On September 7, World Awareness Day for Duchenne Muscular Dystrophy was celebrated, a rare, degenerative disease with no cure, which affects approximately 1 in every 5,000 children and of which around 20,000 new cases are diagnosed. per year around the world. Duchenne Muscular Dystrophy is a serious neuromuscular genetic disease characterized by progressive muscle weakness and degeneration. It is caused by mutations in the DMD gene that cause the absence of the functional protein dystrophin, which plays a crucial role in the proper functioning of muscles.
As explained by Dr. Carlos Ignacio Ortez González, neuropediatrician at the Neuromuscular Pathology Unit of the Neurology Service of the Sant Joan de Déu Hospital in Barcelona, “the first signs of weakness in Duchenne Muscular Dystrophy generally begin to manifest in early childhood. , between 2 and 3 years old. Some of the most common early signs are frequent falls, difficulty climbing stairs, as well as running and jumping, and an increase in diameter or size of some muscles, mainly the calves.”

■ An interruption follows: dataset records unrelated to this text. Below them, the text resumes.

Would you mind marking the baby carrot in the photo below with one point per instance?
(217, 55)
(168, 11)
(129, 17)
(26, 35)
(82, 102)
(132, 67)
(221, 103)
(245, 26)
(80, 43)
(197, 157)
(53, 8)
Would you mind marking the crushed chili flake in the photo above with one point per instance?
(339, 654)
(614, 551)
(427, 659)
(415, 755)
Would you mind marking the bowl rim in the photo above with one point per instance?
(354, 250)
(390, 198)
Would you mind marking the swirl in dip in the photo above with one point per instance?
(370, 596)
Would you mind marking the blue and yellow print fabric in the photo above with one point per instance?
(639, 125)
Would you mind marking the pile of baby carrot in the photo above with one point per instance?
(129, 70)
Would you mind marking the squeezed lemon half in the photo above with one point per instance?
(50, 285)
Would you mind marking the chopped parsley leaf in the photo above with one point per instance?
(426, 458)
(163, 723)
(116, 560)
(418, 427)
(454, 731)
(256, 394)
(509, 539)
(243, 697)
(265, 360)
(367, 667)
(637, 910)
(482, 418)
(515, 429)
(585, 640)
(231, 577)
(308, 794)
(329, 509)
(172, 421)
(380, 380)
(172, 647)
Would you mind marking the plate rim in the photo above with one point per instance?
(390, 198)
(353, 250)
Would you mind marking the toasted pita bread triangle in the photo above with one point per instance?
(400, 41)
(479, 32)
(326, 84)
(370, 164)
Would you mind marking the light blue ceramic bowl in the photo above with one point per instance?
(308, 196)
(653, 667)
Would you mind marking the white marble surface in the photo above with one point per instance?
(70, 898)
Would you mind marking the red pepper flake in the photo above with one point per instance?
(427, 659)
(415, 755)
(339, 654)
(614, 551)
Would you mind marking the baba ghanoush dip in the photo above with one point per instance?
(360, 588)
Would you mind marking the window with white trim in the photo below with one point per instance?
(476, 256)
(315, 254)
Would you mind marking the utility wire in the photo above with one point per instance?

Given that the protein that is absent or decreased in Duchenne Muscular Dystrophy is also expressed in the brain, sometimes the neurodevelopmental warning signs precede the muscular ones, which is why Dr. Ortez González advises “in the event of any warning sign of neurodevelopment (motor delay, language delay, ASD warning signs,…) it is necessary to request blood levels of creatine phosphokinase (CPK), and if these are elevated, the Duchenne Muscular Dystrophy diagnostic protocol must be activated. ”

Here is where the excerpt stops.